Biography: Juan C. Reyes

Abstract

Earthquake engineering practice is increasingly using performance-based procedures for evaluating existing buildings and proposed designs of new buildings. Both nonlinear static and nonlinear response history analyses (RHA) are used for estimating engineering demand parameters (EDPs) in performance-based engineering of steel buildings. Topics related to both analysis procedures are investigated in this paper. In the first part, the original modal pushover analysis (MPA) to estimate seismic demands due to one component of ground motion is extended to consider two horizontal components simultaneously in three-dimensional analysis of steel buildings. Subsequently, seismic demands are computed for six unsymmetric-plan steel buildings designed in accordance with the 1985 Uniform Building Code (UBC85) and the 2006 International Building Code (IBC06) due to 39 ground motions acting simultaneously in two orthogonal horizontal directions.
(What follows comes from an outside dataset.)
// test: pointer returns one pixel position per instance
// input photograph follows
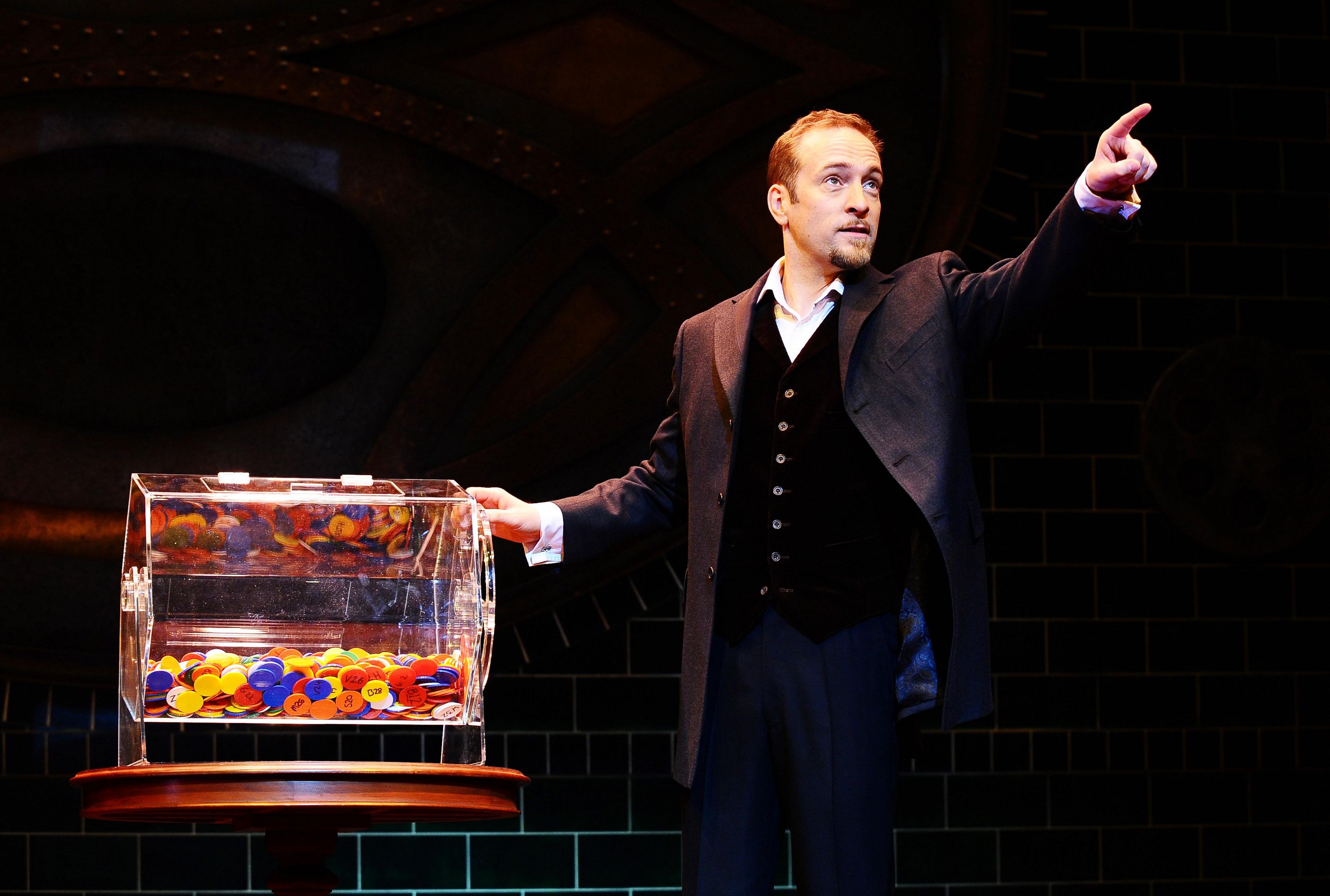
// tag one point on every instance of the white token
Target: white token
(447, 712)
Comparing these results with those from nonlinear RHA, we demonstrate that MPA provides good estimates of EDPs whereas the procedures specified in the ASCE/SEI 41-13 standard and the Eurocode 8 are not satisfactory for estimating seismic demands for unsymmetric-plan buildings. The second part of this paper concerns nonlinear response history analysis of buildings. With the goal of developing effective procedures for selection and scaling of multi-component ground motions to be used in nonlinear RHA, a modal-pushover-based-scaling (MPS) procedure is developed in this investigation. Based on the results for medium-rise symmetric-plan and unsymmetric-plan buildings with ductile steel frames, we demonstrate that the MPS procedure provides much superior results than the scaling procedure specified in the ASCE/SEI 7-10 standard.